Brief Glamor Hacks
Eric Anholt started writing Glamor a few years ago. The goal was to
provide credible 2D acceleration based solely on the OpenGL API, in
particular, to implement the X drawing primitives, both core and
Render extension, without any GPU-specific code. When he started,
the thinking was that fixed-function devices were still relevant, so
that original code didn t insist upon modern OpenGL features like
GLSL shaders. That made the code less efficient and hard to write.
Glamor used to be a side-project within the X world; seen as something
that really wasn t very useful; something that any credible 2D driver
would replace with custom highly-optimized GPU-specific code. Eric and
I both hoped that Glamor would turn into something credible and that
we d be able to eliminate all of the horror-show GPU-specific code in
every driver for drawing X text, rectangles and composited
images. That hadn t happened though, until now.
Fast forward to the last six months. Eric has spent a bunch of time
cleaning up Glamor internals, and in fact he s had it merged into the
core X server for version 1.16 which will be coming up this July.
Within the Glamor code base, he s been cleaning some internal
structures up and making life more tolerable for Glamor developers.
Using libepoxy
A big part of the cleanup was a transition all of the extension
function calls to use his other new project,
libepoxy, which provides a sane,
consistent and performant API to OpenGL extensions for Linux, Mac OS
and Windows. That library is awesome, and you should use it for
everything you do with OpenGL because not using it is like pounding
nails into your head. Or eating non-tasty pie.
Using VBOs in Glamor
One thing he recently cleaned up was how to deal with VBOs
during X operations.
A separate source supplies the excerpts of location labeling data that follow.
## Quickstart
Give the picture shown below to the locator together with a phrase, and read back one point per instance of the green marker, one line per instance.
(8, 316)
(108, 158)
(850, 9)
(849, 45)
VBOs are absolutely essential to modern OpenGL
applications; they re really the only way to efficiently pass vertex
data from application to the GPU. And, every other mechanism is
deprecated by the ARB as not a part of the blessed core context .
Glamor provides a simple way of getting some VBO space, dumping data
into it, and then using it through two wrapping calls which you use
along with glVertexAttribPointer as follows:
pointer = glamor_get_vbo_space(screen, size, &offset);
glVertexAttribPointer(attribute_location, count, type,
GL_FALSE, stride, offset);
memcpy(pointer, data, size);
glamor_put_vbo_space(screen);
glamor_get_vbo_space allocates the specified amount of VBO space
and returns a pointer to that along with an offset , which is
suitable to pass to glVertexAttribPointer. You dump your data into the
returned pointer, call glamor_put_vbo_space and you re all done.
Actually Drawing Stuff
At the same time, Eric has been optimizing some of the existing
rendering code. But, all of it is still frankly terrible. Our dream of
credible 2D graphics through OpenGL just wasn t being realized at all.
On Monday, I decided that I should go play in Glamor for a few days,
both to hack up some simple rendering paths and to familiarize myself
with the insides of Glamor as I m getting asked to review piles of
patches for it, and not understanding a code base is a great way to
help introduce serious bugs during review.
I started with the core text operations. Not because they re
particularly relevant these days as most applications draw text with
the Render extension to provide better looking results, but instead
because they re often one of the hardest things to do efficiently with
a heavy weight GPU interface, and OpenGL can be amazingly heavy weight
if you let it.
Eric spent a bunch of time optimizing the existing text code to try
and make it faster, but at the bottom, it actually draws each lit
pixel as a tiny GL_POINT object by sending a separate x/y vertex value
to the GPU (using the above VBO interface). This code walks the array
of bits in the font and checking each one to see if it is lit, then
checking if the lit pixel is within the clip region and only then
adding the coordinates of the lit pixel to the VBO. The amazing thing
is that even with all of this CPU and GPU work, the venerable 6x13
font is drawn at an astonishing 3.2 million glyphs per second. Of
course, pure software draws text at 9.3 million glyphs per second.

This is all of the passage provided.